The IRS and Fraud Penalties: Recent Case Addresses the Approval Requirement
Minemyer v. Comm’r, T.C. Memo. 2020-99 | July 1, 2020 | Kerrigan, K. | Dkt. No. 22182-10
Short Summary: Petitioner contested the IRS’ imposition of the fraud penalty under IRC §6663(a) for his 2001 personal income taxes. The Tax Court held that the IRS had not met its burden of production for the determination of the IRC §6663(a) fraud penalty, and therefore the Petitioner was not liable for the fraud penalty for 2001.
Key Issue: Whether the IRS had met its burden of production for the determination of the IRC §663(a) fraud penalty.
- The initial determination of the IRC §663(a) fraud penalty must be approved in writing by the immediate supervisor of the individual making the determination before the penalty determination is communicated to the taxpayer.
Key Points of Law:
- IRC §6751(b)(1) states that “no penalty under this title shall be assessed unless the initial determination of such assessment is personally approved (in writing) by the immediate supervisor of the individual making such determination or such higher level official as the Secretary may designate.” The Tax Court has interpreted IRC §6751(b)(1) to require approval before the penalty determination is communicated to the taxpayer. See Palmolive Bldg. Inv’rs, LLC v. Commissioner, 152 T.C. 75, 84, 89 (2019).
- The initial determination of the penalty occurs no later than when those proposed adjustments are communicated to the taxpayer formally as part of a communication that advises the taxpayer that penalties will be proposed and giving the taxpayer the right to appeal with Appeals. See Clay v. Commissioner, 152 T.C. 223, 249 (2019). The initial determination of the penalty assessment is embodied in the document by which the Examination Division formally notifies the taxpayer in writing, that it has completed its work and made an unequivocal decision to assert penalties. See Belair Woods, LLC Commissioner, 154 T.C. 333, 333 (slip op. at 24-25)(Jan. 6, 2020).
- The IRS has the burden of production under IRC §7491(c) with respect to IRC §6663 fraud penalty includes introducing sufficient evidence to establish compliance with the supervisory approval requirement of IRC §6751(b)(1).

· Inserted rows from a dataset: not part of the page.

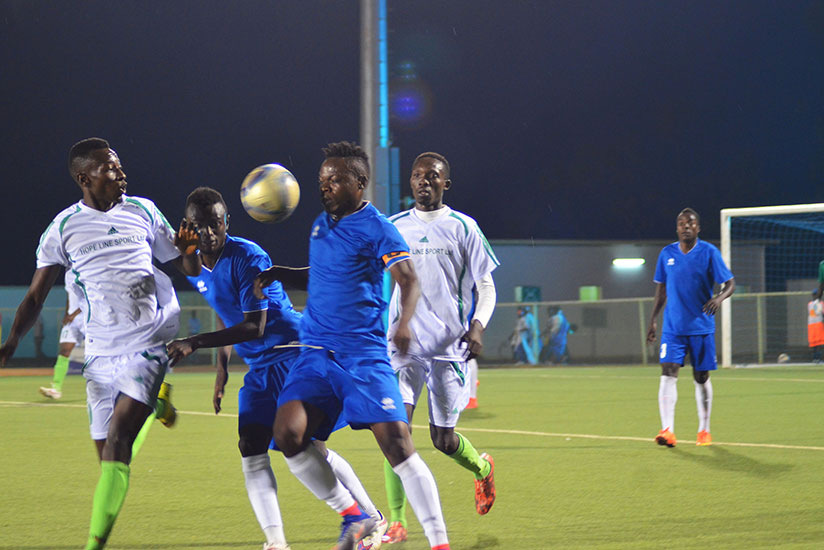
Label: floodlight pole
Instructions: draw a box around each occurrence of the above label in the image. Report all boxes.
[360,0,397,214]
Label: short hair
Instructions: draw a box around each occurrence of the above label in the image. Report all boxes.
[675,208,701,223]
[69,138,110,179]
[186,187,229,213]
[323,141,369,180]
[412,151,450,179]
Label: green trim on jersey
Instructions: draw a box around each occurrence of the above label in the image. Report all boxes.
[389,210,412,223]
[478,227,501,265]
[126,198,154,227]
[449,211,469,237]
[458,264,466,324]
[69,268,92,324]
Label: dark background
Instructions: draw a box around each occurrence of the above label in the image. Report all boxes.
[0,0,824,284]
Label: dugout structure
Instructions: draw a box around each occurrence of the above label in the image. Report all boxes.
[721,203,824,366]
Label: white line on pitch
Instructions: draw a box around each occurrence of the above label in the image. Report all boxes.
[0,401,824,451]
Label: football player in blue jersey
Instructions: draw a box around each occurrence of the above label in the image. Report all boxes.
[647,208,735,447]
[257,142,449,550]
[167,187,386,550]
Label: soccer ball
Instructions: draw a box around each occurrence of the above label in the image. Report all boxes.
[240,164,300,223]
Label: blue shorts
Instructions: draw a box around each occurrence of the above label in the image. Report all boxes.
[237,351,298,449]
[659,334,718,371]
[278,348,407,440]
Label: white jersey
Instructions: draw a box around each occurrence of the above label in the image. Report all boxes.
[37,195,180,356]
[389,206,499,361]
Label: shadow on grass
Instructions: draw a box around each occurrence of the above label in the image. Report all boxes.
[673,445,794,478]
[466,535,501,550]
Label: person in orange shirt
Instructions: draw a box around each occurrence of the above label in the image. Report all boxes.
[807,289,824,363]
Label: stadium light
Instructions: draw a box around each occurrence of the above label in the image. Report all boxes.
[612,258,646,269]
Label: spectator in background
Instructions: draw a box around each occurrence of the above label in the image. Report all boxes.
[807,288,824,363]
[512,306,541,365]
[189,309,201,336]
[541,306,572,365]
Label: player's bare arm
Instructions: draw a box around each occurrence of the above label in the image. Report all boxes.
[703,279,735,315]
[173,218,201,277]
[647,283,667,343]
[254,265,309,300]
[389,260,421,354]
[0,265,63,367]
[166,309,266,366]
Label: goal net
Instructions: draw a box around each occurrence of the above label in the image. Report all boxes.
[721,203,824,366]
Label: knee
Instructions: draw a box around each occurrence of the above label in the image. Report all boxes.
[274,422,304,456]
[661,363,678,378]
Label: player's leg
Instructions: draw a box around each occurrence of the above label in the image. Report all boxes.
[690,334,717,446]
[466,358,480,409]
[84,346,168,550]
[371,421,449,550]
[383,354,429,544]
[427,360,495,515]
[655,335,686,447]
[238,366,286,549]
[86,395,153,550]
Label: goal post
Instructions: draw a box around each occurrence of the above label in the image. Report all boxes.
[721,203,824,367]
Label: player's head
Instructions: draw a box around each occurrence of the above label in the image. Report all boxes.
[186,187,229,254]
[409,152,452,211]
[318,141,369,218]
[69,138,126,206]
[675,208,701,243]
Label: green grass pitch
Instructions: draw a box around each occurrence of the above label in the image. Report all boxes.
[0,367,824,550]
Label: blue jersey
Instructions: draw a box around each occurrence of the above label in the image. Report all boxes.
[300,204,409,355]
[655,239,733,336]
[187,235,300,368]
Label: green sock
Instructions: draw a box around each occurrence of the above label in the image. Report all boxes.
[449,432,492,479]
[132,414,155,462]
[383,459,406,528]
[86,460,129,550]
[52,355,69,391]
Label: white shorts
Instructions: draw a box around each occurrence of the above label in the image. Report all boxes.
[392,354,470,428]
[60,312,86,346]
[83,346,169,439]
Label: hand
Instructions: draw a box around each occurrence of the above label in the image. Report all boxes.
[461,321,484,361]
[166,338,197,367]
[647,321,658,344]
[212,369,229,414]
[175,218,199,256]
[0,342,17,368]
[253,266,275,300]
[703,296,721,315]
[392,324,412,355]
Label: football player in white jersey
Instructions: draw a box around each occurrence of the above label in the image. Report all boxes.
[40,269,86,399]
[384,152,498,544]
[0,138,200,550]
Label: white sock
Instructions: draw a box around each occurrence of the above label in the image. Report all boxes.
[241,453,286,544]
[658,374,678,433]
[392,453,449,547]
[693,378,712,432]
[284,445,355,513]
[326,448,379,519]
[466,359,478,398]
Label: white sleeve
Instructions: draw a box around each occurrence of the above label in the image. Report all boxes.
[472,273,497,328]
[152,203,180,263]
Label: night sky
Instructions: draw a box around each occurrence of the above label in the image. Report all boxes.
[0,0,824,284]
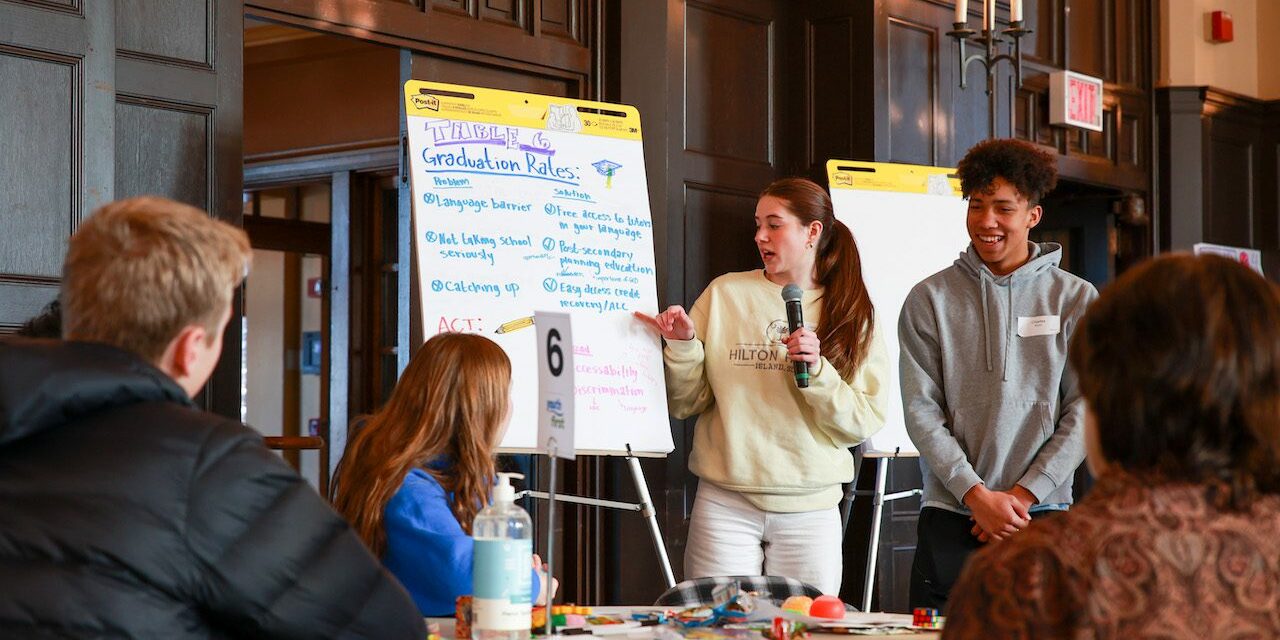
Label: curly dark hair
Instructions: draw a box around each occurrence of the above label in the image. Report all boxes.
[956,138,1057,206]
[1070,255,1280,508]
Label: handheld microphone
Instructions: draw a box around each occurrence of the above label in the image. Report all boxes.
[782,283,809,389]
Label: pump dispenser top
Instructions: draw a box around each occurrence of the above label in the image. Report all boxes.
[493,471,525,504]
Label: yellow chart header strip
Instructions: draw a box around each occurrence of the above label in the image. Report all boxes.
[404,81,640,140]
[827,160,960,196]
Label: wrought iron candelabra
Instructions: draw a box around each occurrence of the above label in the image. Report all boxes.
[947,16,1032,137]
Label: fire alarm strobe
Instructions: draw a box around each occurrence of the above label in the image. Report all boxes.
[1208,12,1235,42]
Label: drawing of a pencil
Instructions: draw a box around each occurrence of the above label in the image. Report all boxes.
[493,316,534,333]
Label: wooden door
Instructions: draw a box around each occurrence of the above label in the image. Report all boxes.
[0,0,243,417]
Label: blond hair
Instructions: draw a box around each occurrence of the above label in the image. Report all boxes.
[61,196,252,362]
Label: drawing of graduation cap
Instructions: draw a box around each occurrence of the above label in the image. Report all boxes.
[591,160,622,189]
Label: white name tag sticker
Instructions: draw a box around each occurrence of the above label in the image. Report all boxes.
[1018,316,1062,338]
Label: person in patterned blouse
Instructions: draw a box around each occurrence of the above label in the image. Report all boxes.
[943,255,1280,639]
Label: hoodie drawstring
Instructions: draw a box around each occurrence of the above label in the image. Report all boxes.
[1001,274,1018,383]
[978,274,991,372]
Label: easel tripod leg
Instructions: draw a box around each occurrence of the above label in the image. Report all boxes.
[863,460,888,612]
[627,444,676,589]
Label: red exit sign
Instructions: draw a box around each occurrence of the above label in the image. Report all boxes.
[1048,72,1102,131]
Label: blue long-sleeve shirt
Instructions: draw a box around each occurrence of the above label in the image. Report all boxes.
[383,468,541,617]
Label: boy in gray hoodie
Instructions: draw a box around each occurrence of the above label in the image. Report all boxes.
[899,140,1098,609]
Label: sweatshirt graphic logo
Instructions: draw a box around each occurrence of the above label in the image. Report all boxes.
[728,319,813,372]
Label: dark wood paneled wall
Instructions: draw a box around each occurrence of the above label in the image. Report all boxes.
[0,0,242,416]
[1156,87,1280,280]
[0,1,115,332]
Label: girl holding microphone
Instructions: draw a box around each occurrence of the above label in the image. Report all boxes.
[636,178,888,595]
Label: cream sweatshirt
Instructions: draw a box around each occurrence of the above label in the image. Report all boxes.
[663,270,888,513]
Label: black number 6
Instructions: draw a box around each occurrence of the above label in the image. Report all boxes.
[547,329,564,378]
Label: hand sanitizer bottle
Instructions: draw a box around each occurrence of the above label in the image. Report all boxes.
[471,474,534,640]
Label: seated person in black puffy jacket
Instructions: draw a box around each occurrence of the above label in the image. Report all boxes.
[0,197,426,639]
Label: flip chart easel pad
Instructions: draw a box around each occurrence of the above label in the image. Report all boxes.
[827,160,969,456]
[404,81,672,454]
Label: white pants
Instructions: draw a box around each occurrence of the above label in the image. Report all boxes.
[685,481,845,595]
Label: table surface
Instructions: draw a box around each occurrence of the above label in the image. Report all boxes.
[426,607,942,640]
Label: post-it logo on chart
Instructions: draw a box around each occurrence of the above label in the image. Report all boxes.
[547,105,582,133]
[411,95,440,111]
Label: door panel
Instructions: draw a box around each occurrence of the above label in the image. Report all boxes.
[0,0,243,417]
[0,1,114,332]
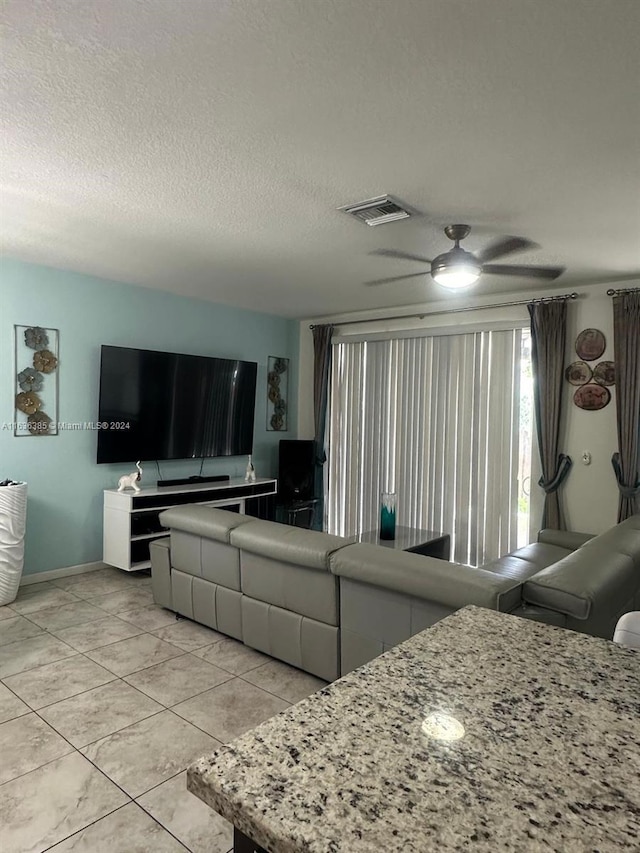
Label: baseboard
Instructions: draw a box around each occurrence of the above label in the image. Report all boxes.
[20,560,107,586]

- The Tax Court has held that the IRS’ introduction of evidence of written approval of a penalty before a formal communication of the penalty to the taxpayer is sufficient to carry its initial burden of production under IRC §7491(c) to show that it complied with the procedural requirement of IRC §6751(b)(1). See Frost v. Commissioner, 154 T.C. 333, 333 (slip op. at 21-22)(Jan. 7, 2020).
Insight: The Hewitt case illustrates the need of a taxpayer or his or her representative to investigate and determine if the IRS has followed its procedural requirements under IRC §6751(b)(1) when it imposes the fraud penalty. There is the possibility that the IRS has not, and the penalty can be removed.